Someone locks the door and he is trapped inside.
A young
girl in Hungary keeps a diary as the horrors begin to close
in on her, and when she is deported to Auschwitz, she hides
it in a chimney.
They both
survive -- somehow -- and marry. For years their son, a young
man born and raised in freedom, longs to know what his parents
endured, what gave them the inner strength to overcome, what
was the source of the superhuman power to maintain their Jewish
spirit, morality, and faith under conditions he could not
even imagine.
“Tell
me, ” he pleads. But they cannot bring themselves to relate
their ordeals -- because to retell them is to relive them.
“Why didn’t you fight back? Why didn’t you escape?” How could
he understand, he and his generation, who never had to fight
or to escape?
Finally
they relent and give us this moving memoir. In reality two
memoirs, because this book tells the stories of two people
living through their separate chapters of the unspeakable
-- and surmounting the insurmountable.
The hero
of this story spent five years, five eternities, in slave
labor camps. The heroine was thrust into her ordeal in Auschwitz.

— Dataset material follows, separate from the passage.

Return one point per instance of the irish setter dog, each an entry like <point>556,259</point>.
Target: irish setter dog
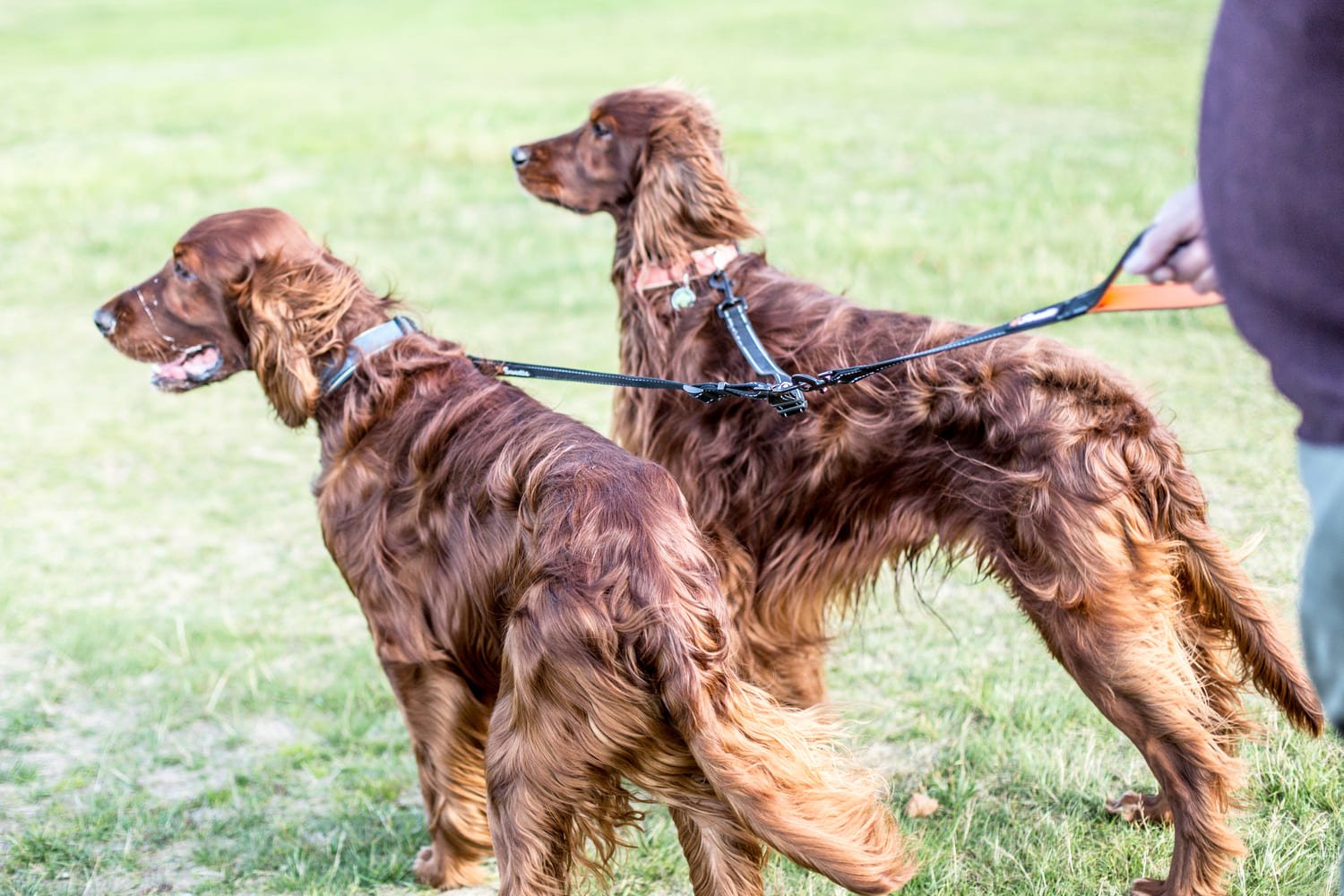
<point>539,599</point>
<point>1031,458</point>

She and her mother marched together toward the hated Dr. Mengele;
he motioned the young girl to the right and her mother to
the left. The mother knew what that meant, but the daughter
did not -- and has forever regretted her lost opportunity
to say good-bye.
In the
cattle car to Auschwitz, a rabbi strengthened his fellow prisoners
with the fervent guarantee that Klal Yisrael will outlive
its oppressors. His memorable words left an indelible impression
and proved true.
This touching
book records the emotional outpouring of two people responding
to the inquiries of their son, telling their story, because
otherwise he would never know it -- and it is important that
he know. The same goes for all of us. We all must know.
Sensitively
written by Miriam Dansky,a master of her craft, based on a
manuscript by Mrs. Edith Reifer, this book takes the reader
into the inner psyche of its protagonists and lets us share
their hope, faith -- and, ultimately, their profound success.